In summary, these composite data provide empirical evidence in support of the notion that cruciforms have played a pivotal role during evolutionary time by providing a genomic structure upon which selection acted so as to preserve, and perhaps shape, the sex-specific functions of the human Y-chromosome.
Studies using model systems suggest that instability caused by trinucleotide repeats and other non-B DNA-forming sequences may occur via aberrant DNA replication events (reviewed in [16,113,114]), as well as replication-independent mechanisms in non-proliferating tissues (reviewed in ).

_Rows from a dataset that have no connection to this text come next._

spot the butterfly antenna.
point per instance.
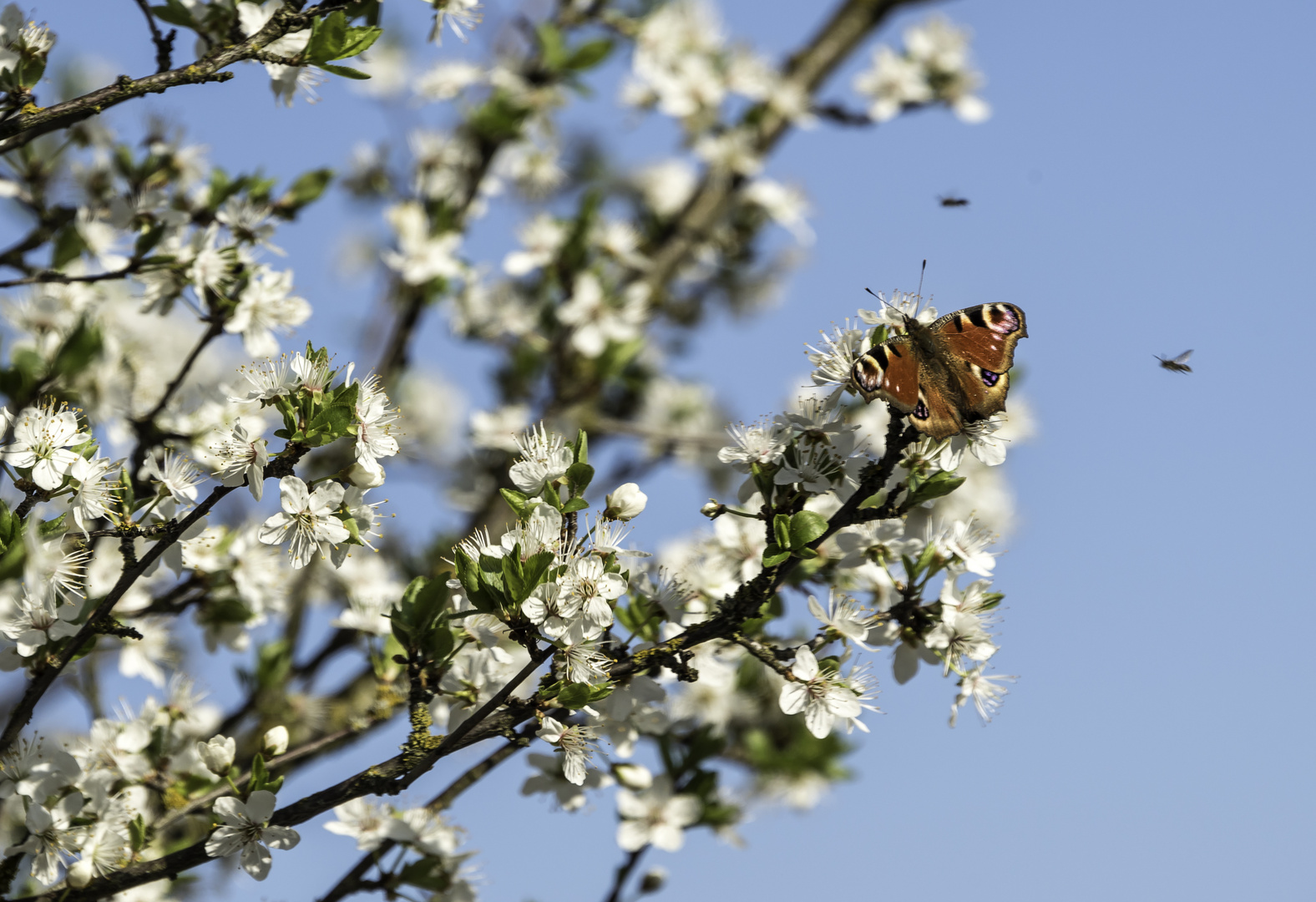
(883, 299)
(919, 295)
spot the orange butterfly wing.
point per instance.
(978, 347)
(890, 370)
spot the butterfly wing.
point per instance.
(977, 345)
(936, 413)
(897, 372)
(890, 372)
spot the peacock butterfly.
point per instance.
(949, 372)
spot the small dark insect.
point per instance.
(1177, 363)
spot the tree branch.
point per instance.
(25, 127)
(624, 872)
(40, 684)
(164, 43)
(352, 881)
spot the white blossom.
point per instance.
(369, 823)
(655, 817)
(43, 440)
(276, 740)
(306, 519)
(242, 459)
(420, 256)
(625, 502)
(265, 307)
(544, 460)
(984, 690)
(575, 743)
(822, 698)
(217, 753)
(95, 494)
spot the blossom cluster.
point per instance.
(130, 432)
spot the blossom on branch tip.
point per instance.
(369, 823)
(246, 830)
(242, 460)
(175, 474)
(577, 746)
(822, 697)
(43, 440)
(95, 494)
(306, 519)
(984, 692)
(544, 460)
(625, 502)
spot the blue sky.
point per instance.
(1145, 186)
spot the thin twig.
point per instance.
(352, 881)
(624, 870)
(164, 43)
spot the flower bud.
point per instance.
(713, 509)
(366, 474)
(633, 776)
(217, 753)
(276, 740)
(625, 502)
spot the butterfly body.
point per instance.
(1177, 363)
(949, 372)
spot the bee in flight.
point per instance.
(1178, 363)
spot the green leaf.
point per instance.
(258, 772)
(806, 527)
(54, 527)
(518, 502)
(580, 475)
(574, 696)
(328, 36)
(940, 484)
(345, 71)
(333, 422)
(78, 351)
(589, 54)
(68, 246)
(550, 46)
(874, 500)
(306, 189)
(514, 581)
(782, 530)
(137, 834)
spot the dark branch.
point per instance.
(25, 127)
(353, 883)
(164, 43)
(624, 872)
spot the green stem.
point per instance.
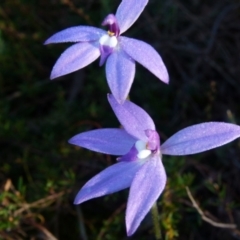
(155, 217)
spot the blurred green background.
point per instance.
(40, 173)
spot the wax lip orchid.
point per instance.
(120, 53)
(139, 165)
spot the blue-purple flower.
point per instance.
(139, 165)
(120, 53)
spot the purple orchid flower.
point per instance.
(120, 53)
(140, 166)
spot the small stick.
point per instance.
(206, 219)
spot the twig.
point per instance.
(206, 219)
(43, 201)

We discuss results to support both replication-dependent and replication-independent mechanisms of DNA structure-induced genetic instability below.
Human fragile sites often consist of non-B DNA-forming tandem repeats . Studies of model sequences have provided links between DNA replication and fragile site instability (reviewed in [114,116]). For example, the mutation rate of hairpin-forming CAG repeats increased when the DNA polymerase zeta subunit rev1 was mutated in Saccharomyces cerevisiae , suggesting that the transient formation of single-strand DNA during replication and the ensuing slipped DNA structures are mutagenic. Indeed, replication slippage at repetitive sequences (e.g. CTG:CAG, GAA:TTC, CGG:CCG, and GAC:GTC) has been implicated in mutations, deletions, or expansions of repeating units, causing genetic instability related to hereditary neurological diseases (reviewed in ).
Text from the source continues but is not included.